В Бутырской тюрьме находилось более ста поляков. Им отвели отдельный коридор. Они вывесили в нем свой герб, открыли театр, в котором ставили пьесы на польском языке. Короче говоря, создали свой обособленный мир со своим языком, обычаями и порядками. Других обитателей тюрьмы это возмутило, они устроили скандал, стали поляков бить. В результате польской тюремной республике пришел конец.

Рядом с «коммунистическим» тринадцатым был четырнадцатый коридор. В нем сидело немало евреев. При наступлении какого-нибудь религиозного праздника одна из камер превращалась в синагогу. «Надо было видеть, — писал Бройде, — тот азарт, то надрывное рыдание, которое возносилось в молитвах евреями. «Ссудный день» в тюрьме для верующих евреев превращался в обращение к Богу о пощаде. В этот «скорбный» по ритуалу день Богом решались судьбы людей, то есть от него исходили в Чеку приказы об ордерах на свободу. Это могло показаться смешным, но как часто слышал я именно такую примитивно построенную молитву. В «еврейской» камере десяток-другой молящихся составлялся из малокультурных ортодоксальных евреев. Над ними зло, открыто издевались евреи-интеллигенты. За это их бесцеремонно на время молитвы выталкивали из временной синагоги.

Православным священникам из заключенных давали возможность устраивать служение в тюрьме, в коридорах. Служили они и всенощные».

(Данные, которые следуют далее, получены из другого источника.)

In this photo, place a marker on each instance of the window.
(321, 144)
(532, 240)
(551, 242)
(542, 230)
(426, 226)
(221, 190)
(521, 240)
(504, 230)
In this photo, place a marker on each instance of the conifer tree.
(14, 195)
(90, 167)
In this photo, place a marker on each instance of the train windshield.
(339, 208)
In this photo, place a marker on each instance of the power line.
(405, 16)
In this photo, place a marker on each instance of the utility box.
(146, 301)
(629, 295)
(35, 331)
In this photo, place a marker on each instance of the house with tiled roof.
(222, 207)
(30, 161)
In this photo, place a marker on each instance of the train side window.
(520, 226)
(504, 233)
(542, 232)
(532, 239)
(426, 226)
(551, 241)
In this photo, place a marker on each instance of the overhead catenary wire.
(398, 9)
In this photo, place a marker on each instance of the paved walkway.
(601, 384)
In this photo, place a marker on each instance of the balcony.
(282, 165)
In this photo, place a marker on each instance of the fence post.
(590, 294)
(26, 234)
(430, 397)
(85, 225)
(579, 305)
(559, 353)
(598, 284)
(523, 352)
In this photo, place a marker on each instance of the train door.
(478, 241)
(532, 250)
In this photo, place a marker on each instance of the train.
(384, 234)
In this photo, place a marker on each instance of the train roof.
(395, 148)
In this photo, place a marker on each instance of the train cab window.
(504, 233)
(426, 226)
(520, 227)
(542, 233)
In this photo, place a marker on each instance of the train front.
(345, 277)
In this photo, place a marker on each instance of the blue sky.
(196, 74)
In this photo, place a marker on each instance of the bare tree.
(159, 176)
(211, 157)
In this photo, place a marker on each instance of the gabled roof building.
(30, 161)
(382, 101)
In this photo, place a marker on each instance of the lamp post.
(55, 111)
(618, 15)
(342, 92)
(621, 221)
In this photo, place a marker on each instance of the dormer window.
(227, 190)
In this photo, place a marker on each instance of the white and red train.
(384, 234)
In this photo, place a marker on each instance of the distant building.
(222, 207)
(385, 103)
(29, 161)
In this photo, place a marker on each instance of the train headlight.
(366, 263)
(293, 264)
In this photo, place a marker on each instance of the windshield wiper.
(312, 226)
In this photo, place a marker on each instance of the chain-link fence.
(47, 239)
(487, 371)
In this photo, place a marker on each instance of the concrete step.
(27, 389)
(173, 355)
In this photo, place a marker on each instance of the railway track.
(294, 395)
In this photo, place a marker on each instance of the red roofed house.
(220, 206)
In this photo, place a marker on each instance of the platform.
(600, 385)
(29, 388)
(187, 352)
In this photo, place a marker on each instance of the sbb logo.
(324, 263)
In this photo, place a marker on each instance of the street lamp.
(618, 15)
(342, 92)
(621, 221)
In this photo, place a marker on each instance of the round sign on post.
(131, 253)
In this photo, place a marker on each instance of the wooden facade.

В тюрьме существовал театр. Бройде стал его главным режиссером. Поставил «Дни нашей жизни» Леонида Андреева. В спектакле принимали участие и мужчины, и женщины. Арестанты были благодарными зрителями. Люди тянулись к искусству.

В книге «Фабрика человеков» (так именуется тюрьма), написанной не Бройде, а, согласно «Словарю псевдонимов», Игорем Силенкиным, автор отбывал наказание в Таганской тюрьме и руководил там самодеятельным театром. Спектакли ставились в тюремном клубе, под который была отдана церковь, расположенная рядом с тюрьмой в Малых Каменщиках. Зрительный зал был рассчитан на триста человек. Помимо двадцати мужчин в нем играли женщины — соучастницы бандитов, хозяйки квартир («хаз»), проститутки. В тюремном клубе шли спектакли и концерты, поставленные не только силами самодеятельности, но также профессионалами московских театров: Малой оперы («Кармен»), Еврейского, Украинского. Выступали в нем Шаляпин, Москвин и другие прославленные артисты.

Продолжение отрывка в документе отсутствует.